I ran a scan with MSE which didn't detect anything and ran the microsoft malicious removal tool, that didn't find anything either.

So if i delete the rundll32 file from the startup folder will i have problems when restarting (like not starting windows or something?)

 

[pengipete]

You're not doing anything wrong - it just means that there's an executable file in that folder rather than a shortcut pointing to one. It definitely shouldn't be there but we just need to check one thing before deleting it.

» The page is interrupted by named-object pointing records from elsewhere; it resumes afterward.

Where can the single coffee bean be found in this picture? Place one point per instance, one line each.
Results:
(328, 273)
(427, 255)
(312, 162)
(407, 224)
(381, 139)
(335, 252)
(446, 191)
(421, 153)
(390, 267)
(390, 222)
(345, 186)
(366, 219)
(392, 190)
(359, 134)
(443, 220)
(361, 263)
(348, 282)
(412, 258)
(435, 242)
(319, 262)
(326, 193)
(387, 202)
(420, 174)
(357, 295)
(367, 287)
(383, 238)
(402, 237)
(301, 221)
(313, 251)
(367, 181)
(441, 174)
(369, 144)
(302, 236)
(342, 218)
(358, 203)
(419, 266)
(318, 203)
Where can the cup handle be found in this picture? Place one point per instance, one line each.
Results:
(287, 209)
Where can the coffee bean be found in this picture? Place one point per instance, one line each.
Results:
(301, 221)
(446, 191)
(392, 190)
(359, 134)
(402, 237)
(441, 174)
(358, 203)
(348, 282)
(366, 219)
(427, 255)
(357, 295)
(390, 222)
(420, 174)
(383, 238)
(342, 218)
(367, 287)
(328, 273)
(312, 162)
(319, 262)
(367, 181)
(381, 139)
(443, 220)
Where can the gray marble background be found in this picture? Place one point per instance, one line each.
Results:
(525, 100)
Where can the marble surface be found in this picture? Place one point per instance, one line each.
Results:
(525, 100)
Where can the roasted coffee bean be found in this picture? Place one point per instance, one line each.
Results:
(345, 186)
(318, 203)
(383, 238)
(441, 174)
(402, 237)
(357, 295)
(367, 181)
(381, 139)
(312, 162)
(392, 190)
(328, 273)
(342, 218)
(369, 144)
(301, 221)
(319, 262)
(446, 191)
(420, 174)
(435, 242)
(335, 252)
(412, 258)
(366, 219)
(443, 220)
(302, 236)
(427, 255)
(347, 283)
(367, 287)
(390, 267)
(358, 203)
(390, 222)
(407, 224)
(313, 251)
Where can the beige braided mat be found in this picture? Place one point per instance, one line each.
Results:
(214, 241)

Double-click on the "My Computer" icon, then open the "C:" drive. Open the "Windows" folder then open the "System32" folder. Scroll down past the folders and look at the files listed further down. Make sure that there is a file called "Rundll32". If there is, close those windows and delete the "Rundll32" file from your Startup folder. If there isn't a "Rundll32" in your Windows/System32 folder - don't do anything yet - just post back.

 

[pengipete]

I'm off out so this is what you can do next if you found Rundll32 in the System32 folder.

Close all running programs and close all folders. Open Task Manager (CTRL+SHIFT+ESC) and go to the Processes tab. Click on the Image Name heading to sort the tasks into alphabetical order. There shouldn't be an entry for Rundll32.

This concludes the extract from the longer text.